Probably... but since I spend most of my working life around people who are far more "bench science" than I am, it doesn't come up all that much...


----------



## Coldkick (Aug 26, 2010)

I am and I am proud of it. :laughing:


----------



## lovecraftianbeatles (Aug 22, 2010)

Um, I fight with foam weapons. It comes with my hobby.


----------



## Kojo (Sep 1, 2010)

Damn, I'm the biggest nerd that I know, but I see that as a compliment and embrace my nerdiness. :crazy:


----------



## Phoenix Down (Jul 2, 2010)

No! Really?

I don't think I need to be told, I know already.


----------



## jack london (Aug 27, 2010)

We joke internally that we can be nerding but to people outside my group we try our best to be "unnerdy". It helps to put the other departments at ease I guess.


----------



## Dooraven (Dec 9, 2009)

Nerd and proud of it.


----------



## Archangel (Sep 11, 2010)

Nerd is one of the greatest praise an NT can ask for. Accept it with overflowing tears.


----------



## geGamedev (Nov 26, 2009)

One of my cousins used to, when I visited them more. Other than that, no. I don't qualify for the title. :crying: :dry:

Edit:


bionic said:


> I always got called a brainiac, genius, or "really fucking smart".

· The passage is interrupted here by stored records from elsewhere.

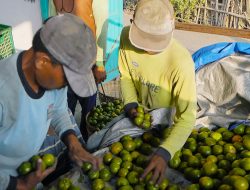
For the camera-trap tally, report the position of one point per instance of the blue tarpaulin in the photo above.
(218, 51)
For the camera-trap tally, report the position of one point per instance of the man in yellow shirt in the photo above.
(156, 71)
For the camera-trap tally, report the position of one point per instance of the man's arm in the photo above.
(127, 85)
(64, 127)
(184, 96)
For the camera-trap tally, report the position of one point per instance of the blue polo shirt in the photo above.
(25, 117)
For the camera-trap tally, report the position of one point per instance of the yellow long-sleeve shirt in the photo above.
(166, 79)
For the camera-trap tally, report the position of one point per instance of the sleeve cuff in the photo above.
(129, 106)
(99, 64)
(163, 153)
(66, 133)
(12, 184)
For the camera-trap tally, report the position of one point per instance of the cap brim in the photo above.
(82, 84)
(148, 42)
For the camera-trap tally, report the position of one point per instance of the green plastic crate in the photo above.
(6, 41)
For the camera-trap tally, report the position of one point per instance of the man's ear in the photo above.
(42, 60)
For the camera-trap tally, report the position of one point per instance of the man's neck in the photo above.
(28, 67)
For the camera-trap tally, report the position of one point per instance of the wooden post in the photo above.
(198, 15)
(248, 8)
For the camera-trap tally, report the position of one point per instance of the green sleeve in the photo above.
(184, 98)
(127, 86)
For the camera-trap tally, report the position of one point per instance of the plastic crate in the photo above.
(6, 41)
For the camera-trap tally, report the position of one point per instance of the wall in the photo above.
(25, 18)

Ok, I did get that a lot growing up as well as a few people now.


----------



## HannibalLecter (Apr 18, 2010)

I was called a "language nerd" recently.


----------



## ZeRo (Jul 25, 2010)

Only sarcastically. Everyone thinks I am just a funny person, who doesn't study.
____
They seemed to have this crazy notion that because I was laid back, didn't stress that much and was sporty that I didn't care about grades and study. 

Just because you don't see me study, doesn't mean I don't.

I am the type to keep my grades personal, be sociable, play sports by day and study late into the night 
(because I can think and get things done better then, than in the day).


----------